Quandaries and Queries
 

 

Which of the 4 points are collinear when you construct the following concurrent lines or rays of a triangle?

  1. P(1), the point where the angle bisectors intersect.
  2. P(2), the point where the altitudes (or extensions) intersect (inside or outside of the triangle).
  3. P(3), the point where the medians intersect.
  4. P(4), the point where the perpendicular bisectors (or extensions) of the three sides of a triangle intersect.

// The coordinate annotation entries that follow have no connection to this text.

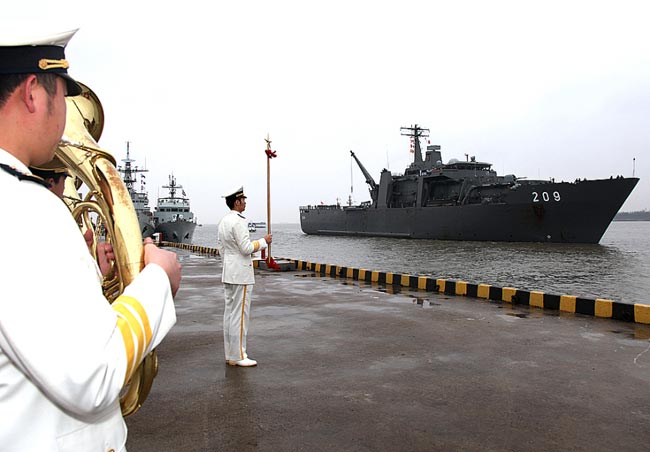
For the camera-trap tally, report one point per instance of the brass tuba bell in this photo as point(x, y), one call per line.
point(106, 207)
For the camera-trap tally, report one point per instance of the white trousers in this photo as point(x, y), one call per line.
point(235, 320)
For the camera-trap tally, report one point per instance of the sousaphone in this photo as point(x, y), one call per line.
point(99, 200)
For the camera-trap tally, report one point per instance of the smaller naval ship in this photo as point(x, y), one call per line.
point(172, 217)
point(140, 198)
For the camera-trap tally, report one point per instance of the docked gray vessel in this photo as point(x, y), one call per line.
point(139, 198)
point(467, 200)
point(172, 217)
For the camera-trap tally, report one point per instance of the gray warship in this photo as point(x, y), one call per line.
point(172, 217)
point(467, 200)
point(140, 198)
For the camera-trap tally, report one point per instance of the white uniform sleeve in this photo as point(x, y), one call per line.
point(55, 324)
point(243, 239)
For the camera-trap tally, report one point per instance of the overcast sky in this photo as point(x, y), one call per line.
point(540, 89)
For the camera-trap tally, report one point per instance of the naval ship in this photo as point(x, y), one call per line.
point(172, 217)
point(140, 198)
point(467, 200)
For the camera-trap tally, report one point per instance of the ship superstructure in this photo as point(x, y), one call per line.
point(140, 198)
point(173, 218)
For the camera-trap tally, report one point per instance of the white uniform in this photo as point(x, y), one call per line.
point(235, 248)
point(65, 352)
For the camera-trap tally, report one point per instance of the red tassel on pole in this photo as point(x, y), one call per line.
point(269, 155)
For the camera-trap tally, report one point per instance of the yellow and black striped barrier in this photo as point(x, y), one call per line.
point(194, 248)
point(598, 307)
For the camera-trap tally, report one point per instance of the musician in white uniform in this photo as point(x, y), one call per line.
point(235, 248)
point(65, 352)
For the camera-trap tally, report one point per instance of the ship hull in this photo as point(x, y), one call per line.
point(146, 225)
point(176, 231)
point(577, 212)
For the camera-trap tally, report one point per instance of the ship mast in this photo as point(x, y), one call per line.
point(129, 171)
point(415, 132)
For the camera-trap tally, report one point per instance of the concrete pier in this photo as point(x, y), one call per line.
point(350, 365)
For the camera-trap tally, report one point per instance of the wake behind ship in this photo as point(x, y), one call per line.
point(173, 218)
point(467, 200)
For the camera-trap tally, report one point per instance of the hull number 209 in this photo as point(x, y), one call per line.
point(546, 196)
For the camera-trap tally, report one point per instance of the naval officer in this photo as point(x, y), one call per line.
point(235, 248)
point(65, 352)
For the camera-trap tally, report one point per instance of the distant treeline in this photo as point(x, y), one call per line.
point(641, 215)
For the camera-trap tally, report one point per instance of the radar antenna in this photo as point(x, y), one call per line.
point(415, 132)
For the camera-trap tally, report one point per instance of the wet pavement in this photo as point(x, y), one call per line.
point(352, 366)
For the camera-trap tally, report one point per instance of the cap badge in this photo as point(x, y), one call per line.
point(46, 64)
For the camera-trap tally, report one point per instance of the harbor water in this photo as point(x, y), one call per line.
point(618, 268)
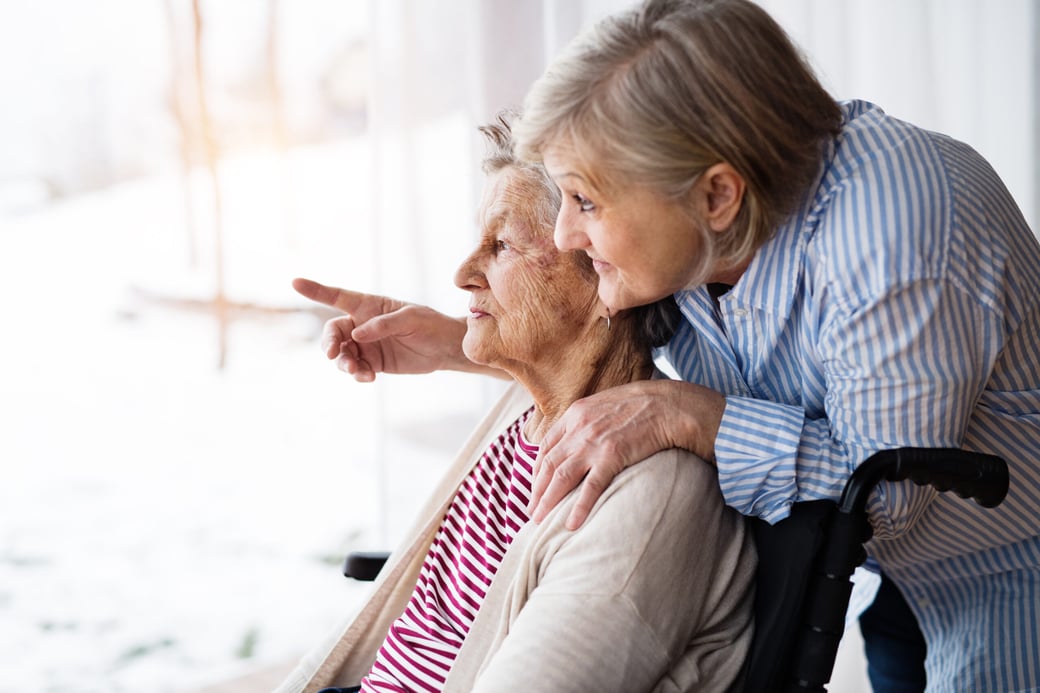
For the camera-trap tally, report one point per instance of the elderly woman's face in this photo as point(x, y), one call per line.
point(528, 300)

This is for my 9-12 high school class in geometry.
My name is Gary


Thanks for your help.
Gary

 

 

Hi Gary,

To be honest I didn't remember myself which of these four points are concurrent and I didn't have any reference material with me on the wekeend, so I used The Geometer's Sketch Pad to construct the diagram below.

The black line joining P(3) and P(4) can be seen to pass through P(2) but not P(1). If your browser has java enabled you can open a new window that allows you to move the vertices of the triangle and observe that the line joining P(3) and P(4) always passes through P(2). [P(1) does not appear on this diagram.] A further interesting fact is that P(3) is two-thirds the way from P(2) to P(4).

Today I asked Chris and he told me it's called the Euler Line. You can find it in many geometry books, in particular H.S.M. Coxeter and S.L. Greitzer, Geometry Revisited, Random House, New York, 1967.